The songs are still as fresh and appetising as a hot loaf: The Lightning Seeds livestream reviewed

Compared with Ian Broudie’s primary-coloured pop, Julien Baker's songs, livestreamed from Nashville, seemed pallid

The Lightning Seeds were a marvel at the North Will Rise Again online festival. Image: Ian Georgeson / Shutterstock 
issue 10 April 2021

One thing about a streamed festival is that the toilets are better than at the real thing. The other thing, though, is that it’s not really a festival. That’s not to knock the North Will Rise Again (TNWRA), which took place over Saturday and Sunday nights a few weeks back, the first featuring Liverpudlian bands and filmed in that city, the second coming from Manchester, with Mancunian groups.

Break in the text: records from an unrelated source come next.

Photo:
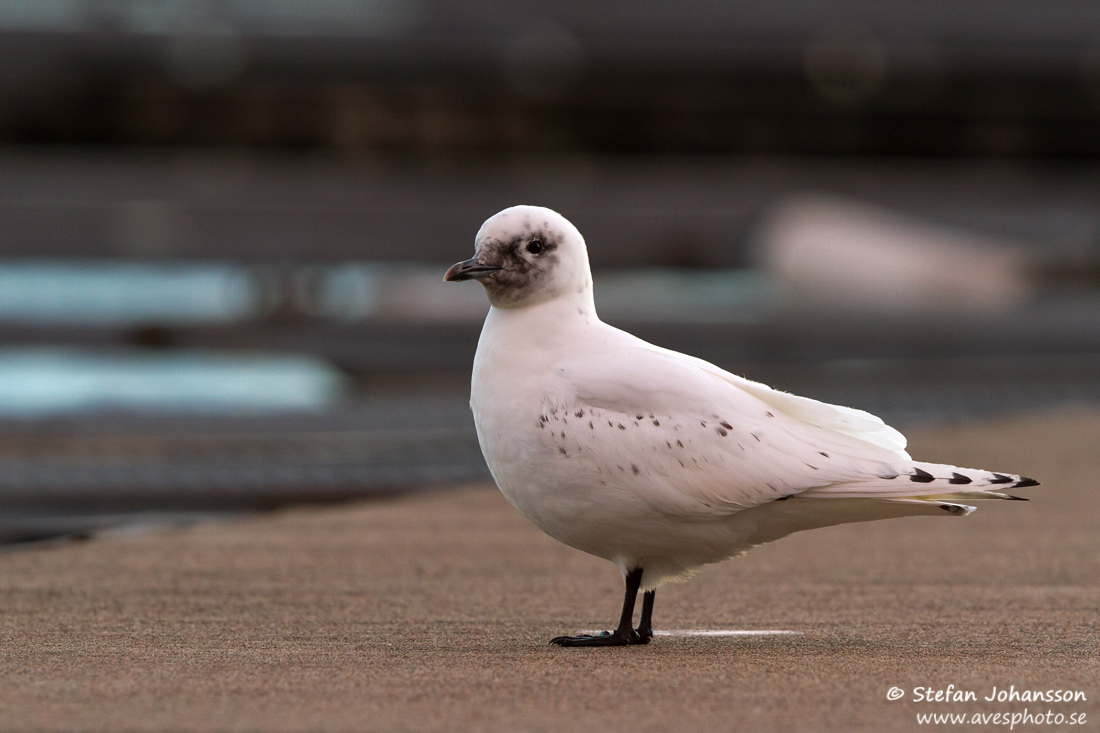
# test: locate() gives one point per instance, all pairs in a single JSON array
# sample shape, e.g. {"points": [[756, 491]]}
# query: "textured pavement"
{"points": [[432, 612]]}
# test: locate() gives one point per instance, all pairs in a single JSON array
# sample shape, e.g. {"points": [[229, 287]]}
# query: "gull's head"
{"points": [[526, 255]]}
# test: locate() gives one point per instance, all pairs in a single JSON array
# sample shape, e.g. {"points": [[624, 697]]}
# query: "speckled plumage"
{"points": [[653, 459]]}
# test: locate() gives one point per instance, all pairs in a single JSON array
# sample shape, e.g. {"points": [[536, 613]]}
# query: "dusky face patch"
{"points": [[527, 262]]}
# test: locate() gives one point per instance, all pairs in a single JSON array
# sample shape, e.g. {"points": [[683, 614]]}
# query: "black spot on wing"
{"points": [[921, 476]]}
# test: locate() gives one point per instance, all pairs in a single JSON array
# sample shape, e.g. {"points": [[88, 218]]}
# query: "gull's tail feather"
{"points": [[930, 483]]}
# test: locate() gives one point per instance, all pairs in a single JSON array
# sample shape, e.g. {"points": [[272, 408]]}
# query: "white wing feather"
{"points": [[705, 442]]}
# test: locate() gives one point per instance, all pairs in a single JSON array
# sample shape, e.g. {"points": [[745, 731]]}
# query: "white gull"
{"points": [[655, 460]]}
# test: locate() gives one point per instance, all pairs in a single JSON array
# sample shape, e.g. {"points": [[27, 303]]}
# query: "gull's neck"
{"points": [[545, 320]]}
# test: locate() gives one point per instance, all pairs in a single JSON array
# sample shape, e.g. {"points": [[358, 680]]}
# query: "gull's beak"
{"points": [[469, 270]]}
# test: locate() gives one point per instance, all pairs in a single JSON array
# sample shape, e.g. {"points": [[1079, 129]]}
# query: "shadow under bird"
{"points": [[655, 460]]}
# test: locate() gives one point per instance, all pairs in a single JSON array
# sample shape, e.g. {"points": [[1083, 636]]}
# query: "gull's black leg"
{"points": [[645, 630], [625, 634]]}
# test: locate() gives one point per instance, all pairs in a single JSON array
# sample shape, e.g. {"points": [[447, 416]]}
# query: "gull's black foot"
{"points": [[603, 638]]}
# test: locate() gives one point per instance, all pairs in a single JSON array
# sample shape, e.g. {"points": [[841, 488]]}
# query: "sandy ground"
{"points": [[432, 612]]}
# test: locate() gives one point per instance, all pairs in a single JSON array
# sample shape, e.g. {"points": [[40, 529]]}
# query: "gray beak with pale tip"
{"points": [[469, 270]]}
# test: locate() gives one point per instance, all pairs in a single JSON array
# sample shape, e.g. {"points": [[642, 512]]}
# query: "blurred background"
{"points": [[223, 223]]}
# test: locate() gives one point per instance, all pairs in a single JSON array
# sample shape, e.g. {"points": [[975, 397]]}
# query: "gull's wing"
{"points": [[690, 439]]}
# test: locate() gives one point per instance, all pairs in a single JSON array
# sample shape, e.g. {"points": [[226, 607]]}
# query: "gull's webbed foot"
{"points": [[603, 638]]}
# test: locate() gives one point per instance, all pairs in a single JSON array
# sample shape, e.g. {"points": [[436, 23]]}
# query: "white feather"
{"points": [[655, 459]]}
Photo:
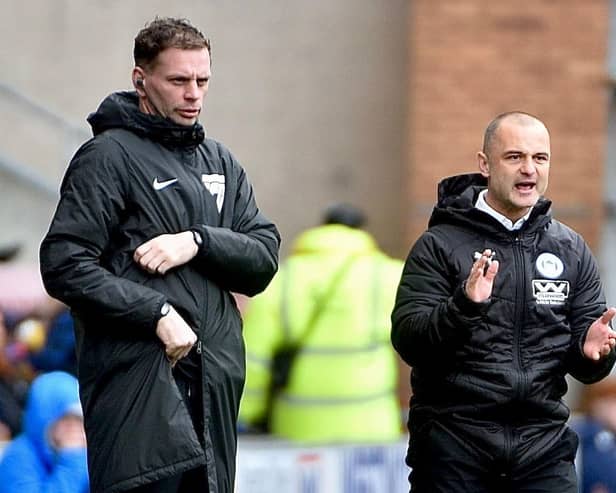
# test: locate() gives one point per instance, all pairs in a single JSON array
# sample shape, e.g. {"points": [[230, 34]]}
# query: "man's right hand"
{"points": [[478, 285], [176, 335]]}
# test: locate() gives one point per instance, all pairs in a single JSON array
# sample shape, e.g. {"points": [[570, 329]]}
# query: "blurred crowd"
{"points": [[42, 437]]}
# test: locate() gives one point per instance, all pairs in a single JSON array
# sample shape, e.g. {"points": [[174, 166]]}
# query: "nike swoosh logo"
{"points": [[159, 185]]}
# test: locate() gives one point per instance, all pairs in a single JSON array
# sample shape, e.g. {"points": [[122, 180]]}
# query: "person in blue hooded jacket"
{"points": [[49, 456]]}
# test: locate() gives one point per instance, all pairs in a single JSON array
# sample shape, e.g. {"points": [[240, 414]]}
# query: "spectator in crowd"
{"points": [[50, 453], [327, 311], [155, 228], [12, 390], [596, 428], [497, 303], [58, 350]]}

The simple fact is, you can’t replicate a festival online: what the best festivals offer is chance, when one stumbles across something wholly unexpectedly on some outlying stage at an unpromising time of day. Simple economics make that impossible for an event charging a tenner: unless you were to get Woodstock levels of attendance, there would be no way to pay the bands. Hence TNWRA was just three bands per night, and only one each night familiar to a wider audience — the Lightning Seeds representing Liverpool and the Charlatans for Manchester.